Saturday, 7 March 2015


Growing up I loved Theme Park, the classic theme park sim from Bullfrog Productions. I first played it on the Mega Drive back in 1995. It was a pretty lazy port, which was only made worse by the chunky and bloated Mega Drive controller that was essentially trying to replicate the intricate movements of a PC mouse. The Playstation port wasn't much better either, but I found myself getting stuck into that between long bouts of Final Fantasy VII. I've never been one for management sim games, but Theme Park stuck with me over the years as that balance between simple fun and business management. From putting too much sugar in the drinks to get the kids hyper, making an endless roller-coaster so people who ride it puke all over the place to trying to offer reasonable prices for rides, Theme Park walked the serious/silly line perfectly. Though I enjoyed making roller-coasters in Theme Park, I never played the Roller-coaster Tycoon series, a franchise that looked like the grown-up, serious and realistic version of Theme Park. This latest release peeked my interest as it's a spiritual successor to Roll-coaster Tycoon but approaches gameplay in a way that makes Theme Park look like serious business.

Developed by Frontier Developments and out now exclusively for Xbox One and Xbox 360 comes ScreamRide, Theme Parks younger, crazier and dumber brother. Going into ScreamRide and assuming it's some kind of in-depth business management sim is a massive mistake. From the feedback I've seen across the internet, some of the more negative reactions to it went into ScreamRide looking for Roller-coaster Tycoon and Theme Park. This is not Roller-coaster Tycoon or Theme Park. This is not some kind of management sim either. Instead, ScreamRide is is reminiscent of both games but scaled back in terms of business management and beefed up in terms of spectacle and visuals. ScreamRide falls in line with some of Microsoft's Kinect based games, and ultimately focuses on cheap fun, silly visuals and having a laugh. However, unlike 90% of Kinect games ScreamRide isn't shit.

There are 50 levels in ScreamRide, with some being rather small while others are large and expansive. Throughout these 50 levels you can play four different modes- ScreamRider, Engineer, Demolition Expert and sandbox mode. ScreamRider places you on a roller-coaster yourself, with your ultimate goal being trying to prevent any riders from falling out of the cart. It's trickier than it sounds though, as with high speed roller-coasters comes the ability to go too fast, fall right off the side of the track or, even worse, launch the cart directly into a building. Still though, failing this mode can be quite fun as the destructible environments in ScreamRide are alarmingly well done, with buildings falling to pieces in countless chunks and roll-coasters buckling under pressure, all the while the roller-coasters riders are caught in the maelstrom of steel and concrete. Engineer mode lets you create your very own roller-coasters, and though this mode is indeed a little more unnerving than the rest on offer here, the game does challenge you as you create your ride in terms of working around obstacles and penalising you for crashes. 

Then there's Demolition Expert mode which, compared to Engineer mode, is entirely based around destruction and chaos. In this mode you must flatten every structure and building in the level only using roll-coaster carts. There's nothing quite like firing a cart full of people into a building, only for it to slowly yet beautifully fall to pieces dynamically. But it's not all just mindless action though, as you'll get more points for creating a domino effect when levelling buildings, and this takes a good deal of skill to pull off... as well as a well aimed shot with a cart packed full of people. If pulled off correctly it's satisfying, awesome to behold and genuinely f*cking hilarious.

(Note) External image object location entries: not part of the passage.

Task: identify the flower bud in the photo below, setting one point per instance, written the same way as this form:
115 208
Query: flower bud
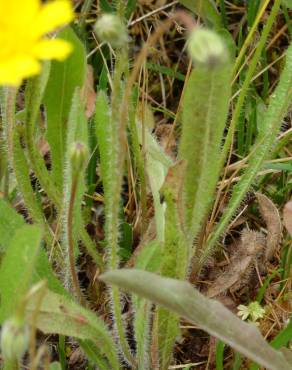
78 154
14 339
110 28
206 47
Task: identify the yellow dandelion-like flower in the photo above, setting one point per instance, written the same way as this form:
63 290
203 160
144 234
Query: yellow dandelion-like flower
23 27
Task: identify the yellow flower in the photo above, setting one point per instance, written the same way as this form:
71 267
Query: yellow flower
23 27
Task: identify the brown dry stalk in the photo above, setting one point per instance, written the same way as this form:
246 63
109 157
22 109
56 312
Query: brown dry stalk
272 219
287 217
242 264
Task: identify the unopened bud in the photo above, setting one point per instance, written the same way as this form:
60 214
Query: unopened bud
110 28
206 47
78 155
14 339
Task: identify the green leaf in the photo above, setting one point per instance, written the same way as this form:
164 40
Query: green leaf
205 109
288 3
57 314
55 366
64 78
283 338
10 222
205 9
180 297
16 269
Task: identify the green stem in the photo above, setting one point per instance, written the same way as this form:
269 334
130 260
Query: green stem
69 226
244 90
279 104
114 194
34 94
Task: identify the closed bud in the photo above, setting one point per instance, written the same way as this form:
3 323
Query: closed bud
110 28
206 47
14 339
78 155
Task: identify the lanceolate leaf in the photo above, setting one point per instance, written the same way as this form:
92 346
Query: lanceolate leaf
10 223
64 78
181 298
17 268
273 118
57 314
205 108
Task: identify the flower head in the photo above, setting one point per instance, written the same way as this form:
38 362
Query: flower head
23 27
206 47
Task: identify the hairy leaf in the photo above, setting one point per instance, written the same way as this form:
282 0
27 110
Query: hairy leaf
181 298
64 78
16 269
57 314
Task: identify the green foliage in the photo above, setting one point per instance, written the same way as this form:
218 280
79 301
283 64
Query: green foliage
205 109
210 315
57 314
279 104
16 269
54 160
63 80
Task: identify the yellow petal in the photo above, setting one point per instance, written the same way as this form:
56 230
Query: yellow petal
52 49
53 15
13 71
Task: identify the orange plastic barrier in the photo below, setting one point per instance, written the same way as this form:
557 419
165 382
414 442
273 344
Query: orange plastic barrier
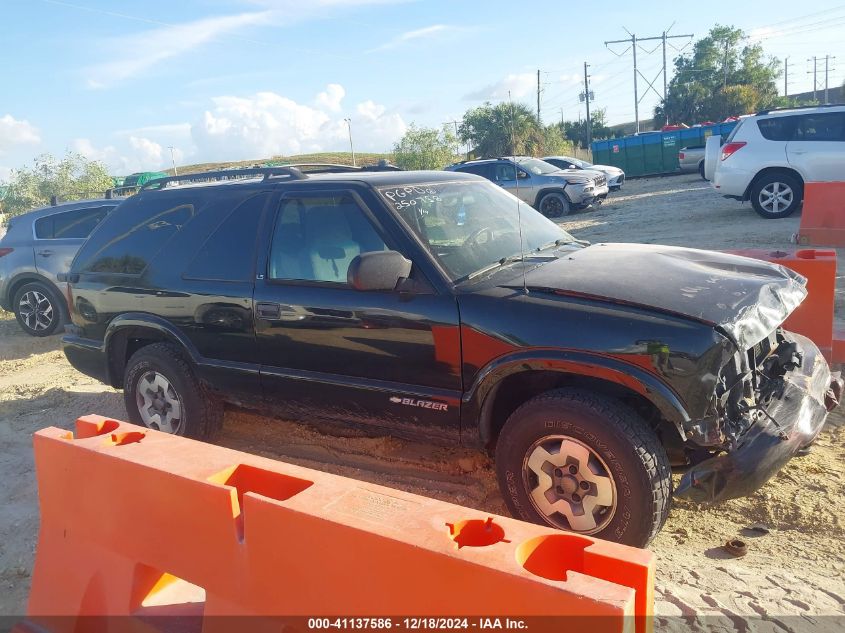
823 215
814 317
139 523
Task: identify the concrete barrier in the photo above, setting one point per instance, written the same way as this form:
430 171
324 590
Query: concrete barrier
814 317
138 523
823 215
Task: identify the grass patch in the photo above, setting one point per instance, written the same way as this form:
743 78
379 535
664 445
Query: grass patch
336 158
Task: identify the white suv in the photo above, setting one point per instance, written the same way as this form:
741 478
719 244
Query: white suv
769 156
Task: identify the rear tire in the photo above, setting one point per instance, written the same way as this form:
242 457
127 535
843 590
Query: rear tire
582 462
161 392
554 205
39 309
776 195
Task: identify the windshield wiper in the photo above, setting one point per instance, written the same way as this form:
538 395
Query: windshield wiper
510 259
561 243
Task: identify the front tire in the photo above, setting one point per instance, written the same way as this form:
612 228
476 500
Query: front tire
39 309
554 205
584 463
776 195
161 392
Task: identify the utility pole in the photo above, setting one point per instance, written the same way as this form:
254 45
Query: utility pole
173 160
827 59
825 78
635 41
351 147
587 100
786 77
636 96
815 85
665 91
457 140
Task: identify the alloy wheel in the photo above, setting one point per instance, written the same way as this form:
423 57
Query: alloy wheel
158 402
776 197
569 484
36 310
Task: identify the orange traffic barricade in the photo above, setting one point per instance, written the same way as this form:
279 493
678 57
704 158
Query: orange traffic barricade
823 215
814 317
138 523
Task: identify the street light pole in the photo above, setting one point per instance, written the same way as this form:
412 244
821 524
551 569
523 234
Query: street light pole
173 160
351 147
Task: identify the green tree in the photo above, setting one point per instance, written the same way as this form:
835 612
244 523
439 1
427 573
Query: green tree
503 129
721 77
424 148
71 178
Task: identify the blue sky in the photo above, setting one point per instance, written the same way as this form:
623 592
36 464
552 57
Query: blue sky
238 79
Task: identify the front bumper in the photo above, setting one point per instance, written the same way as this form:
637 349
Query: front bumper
794 420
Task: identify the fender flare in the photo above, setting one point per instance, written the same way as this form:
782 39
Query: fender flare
25 277
543 192
582 364
149 322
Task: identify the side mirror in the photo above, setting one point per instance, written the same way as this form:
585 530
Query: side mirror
379 270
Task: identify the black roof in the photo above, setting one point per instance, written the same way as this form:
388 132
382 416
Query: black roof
280 177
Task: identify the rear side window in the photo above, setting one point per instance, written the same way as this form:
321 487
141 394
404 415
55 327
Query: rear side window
229 253
76 224
478 170
777 128
134 235
826 126
316 238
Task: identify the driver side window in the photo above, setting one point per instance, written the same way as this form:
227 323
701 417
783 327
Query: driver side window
503 172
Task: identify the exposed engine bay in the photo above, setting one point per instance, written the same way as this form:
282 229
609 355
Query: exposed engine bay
770 402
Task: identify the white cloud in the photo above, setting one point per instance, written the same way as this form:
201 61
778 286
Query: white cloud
518 85
268 124
417 34
15 132
331 97
255 126
135 154
133 54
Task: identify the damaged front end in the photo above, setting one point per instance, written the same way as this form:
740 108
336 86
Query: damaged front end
770 402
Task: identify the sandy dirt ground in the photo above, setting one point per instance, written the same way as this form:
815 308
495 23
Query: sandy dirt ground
792 577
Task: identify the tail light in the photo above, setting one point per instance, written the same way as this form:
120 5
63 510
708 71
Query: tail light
729 149
69 298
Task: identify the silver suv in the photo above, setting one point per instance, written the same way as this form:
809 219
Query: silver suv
37 247
769 156
554 192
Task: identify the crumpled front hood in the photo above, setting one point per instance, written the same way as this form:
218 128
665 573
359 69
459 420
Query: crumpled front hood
747 298
607 168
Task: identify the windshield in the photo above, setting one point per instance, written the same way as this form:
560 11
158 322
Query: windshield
471 226
580 163
537 166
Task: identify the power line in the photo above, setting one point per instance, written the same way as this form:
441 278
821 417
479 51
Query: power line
634 40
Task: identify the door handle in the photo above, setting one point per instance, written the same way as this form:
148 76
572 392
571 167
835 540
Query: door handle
268 311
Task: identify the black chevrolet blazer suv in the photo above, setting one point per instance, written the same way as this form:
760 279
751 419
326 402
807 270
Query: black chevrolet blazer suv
435 305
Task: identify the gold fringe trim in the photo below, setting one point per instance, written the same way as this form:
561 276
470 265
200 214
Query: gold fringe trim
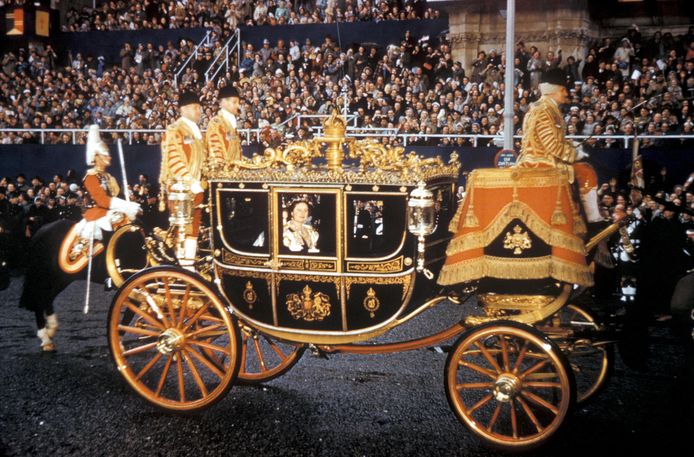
558 217
470 218
515 210
453 225
509 268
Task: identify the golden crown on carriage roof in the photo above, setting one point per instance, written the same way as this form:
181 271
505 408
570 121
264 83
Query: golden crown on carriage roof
311 161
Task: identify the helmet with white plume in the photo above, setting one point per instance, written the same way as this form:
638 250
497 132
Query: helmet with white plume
95 145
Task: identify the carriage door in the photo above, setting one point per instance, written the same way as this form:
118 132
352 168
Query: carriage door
307 253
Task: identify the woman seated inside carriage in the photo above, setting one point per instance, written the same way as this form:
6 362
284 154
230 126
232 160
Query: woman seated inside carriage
297 234
524 223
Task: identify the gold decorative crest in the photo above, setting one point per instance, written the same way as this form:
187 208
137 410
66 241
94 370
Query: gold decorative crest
371 302
294 162
249 295
518 241
309 306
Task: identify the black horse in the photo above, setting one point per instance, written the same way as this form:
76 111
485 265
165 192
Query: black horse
45 279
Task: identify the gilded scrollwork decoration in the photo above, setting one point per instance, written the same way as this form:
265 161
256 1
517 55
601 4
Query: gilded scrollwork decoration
518 241
376 163
249 295
371 302
309 306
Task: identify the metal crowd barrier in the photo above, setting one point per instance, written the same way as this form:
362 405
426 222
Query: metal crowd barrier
253 135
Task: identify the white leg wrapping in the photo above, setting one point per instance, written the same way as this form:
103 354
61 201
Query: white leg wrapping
190 248
46 342
52 325
591 206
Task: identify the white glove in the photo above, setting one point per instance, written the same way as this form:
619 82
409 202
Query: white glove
196 188
580 153
130 209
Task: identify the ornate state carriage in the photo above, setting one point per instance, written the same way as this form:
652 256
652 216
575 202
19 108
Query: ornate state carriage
325 250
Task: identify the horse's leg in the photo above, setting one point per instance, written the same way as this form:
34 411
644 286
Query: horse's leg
51 320
43 332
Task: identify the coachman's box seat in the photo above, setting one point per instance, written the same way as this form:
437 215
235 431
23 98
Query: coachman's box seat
517 224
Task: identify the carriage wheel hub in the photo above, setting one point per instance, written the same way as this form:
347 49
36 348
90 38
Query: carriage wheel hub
506 387
170 341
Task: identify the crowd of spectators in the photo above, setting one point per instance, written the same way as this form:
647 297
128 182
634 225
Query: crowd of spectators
226 15
28 204
642 85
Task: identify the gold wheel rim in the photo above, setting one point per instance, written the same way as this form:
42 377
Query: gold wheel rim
508 386
163 326
587 382
264 358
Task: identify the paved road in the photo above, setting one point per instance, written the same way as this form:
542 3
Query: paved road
75 403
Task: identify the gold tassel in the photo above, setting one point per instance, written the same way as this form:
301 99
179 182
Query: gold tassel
514 210
558 217
580 228
470 218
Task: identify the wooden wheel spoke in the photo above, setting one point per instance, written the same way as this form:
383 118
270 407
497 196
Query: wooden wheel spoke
149 365
184 306
540 401
543 384
203 331
162 378
211 318
514 419
488 356
530 414
504 353
479 404
259 351
244 349
210 346
533 369
146 316
474 385
181 380
477 368
210 366
196 375
196 316
140 349
169 304
495 416
521 356
138 330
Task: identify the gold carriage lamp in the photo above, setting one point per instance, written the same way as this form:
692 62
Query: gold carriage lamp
420 221
334 136
180 211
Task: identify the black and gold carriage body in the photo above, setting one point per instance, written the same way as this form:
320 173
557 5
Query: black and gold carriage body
359 279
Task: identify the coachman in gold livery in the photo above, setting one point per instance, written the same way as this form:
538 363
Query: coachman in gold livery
183 157
223 141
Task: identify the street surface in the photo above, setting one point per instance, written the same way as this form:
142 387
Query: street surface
74 402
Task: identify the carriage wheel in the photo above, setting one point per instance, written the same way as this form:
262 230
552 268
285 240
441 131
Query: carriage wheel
264 358
591 363
509 384
162 327
126 253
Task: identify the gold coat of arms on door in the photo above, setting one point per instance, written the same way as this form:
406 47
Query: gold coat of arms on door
308 306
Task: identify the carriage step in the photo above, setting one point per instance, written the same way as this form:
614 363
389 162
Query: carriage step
317 352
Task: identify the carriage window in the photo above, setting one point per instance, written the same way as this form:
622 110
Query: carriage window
368 222
244 220
375 224
307 223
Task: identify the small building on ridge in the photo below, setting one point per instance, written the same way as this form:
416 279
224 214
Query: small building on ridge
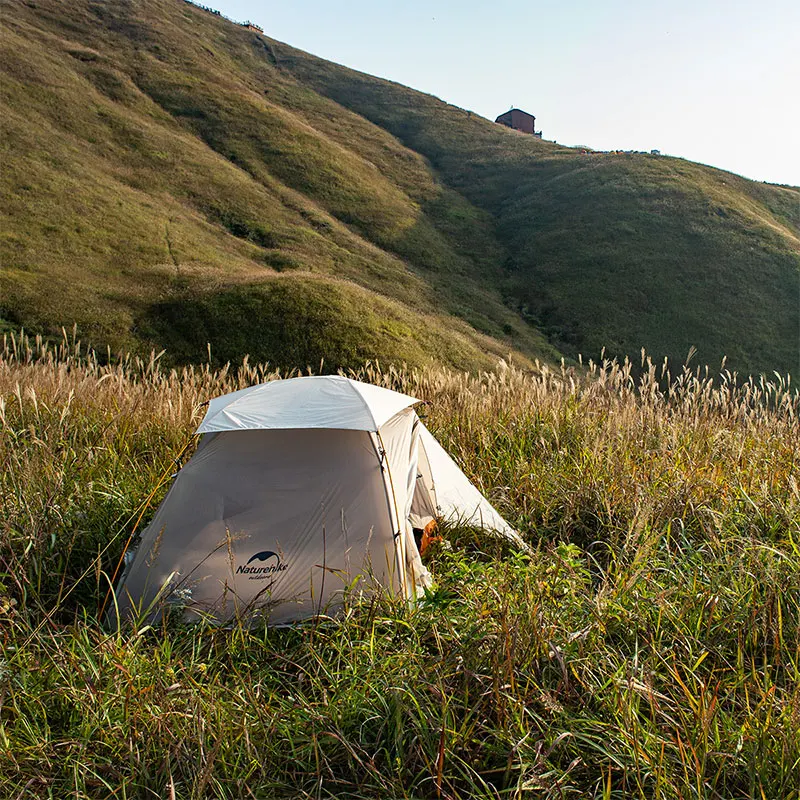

Topping it all of is sandbox mode which, as you can probably guess, essentially combines all the other three modes together. From creating the landmass that will house your roll-coaster, creating said roller-coaster, riding it, saving it and sharing it with friends and then destroying it just for kicks, there are enough tools in sandbox mode to keep you busy for quite awhile. Instead of building a theme park, setting up drink stands, adding restaurants, slowly creating a roller-coaster and then methodically setting the prices and letting consumers in the doors, ScreamRide is all about going fast, blowing the shit out of buildings and hurling roller-coaster riders into walls. It's simple and pretty generic at heart, but it's been awhile since I played a game that made me laugh this much. Viewing it as my own personal roller-coaster sandbox to dick around with, it didn't take too long to enjoy everything ScreamRide has to offer, but I think I'll be sticking with it for awhile whenever I want something fun, easy going and balls-to-the-wall crazy.

ScreamRide lets me hurl people through buildings for fun, so it gets a 4/5.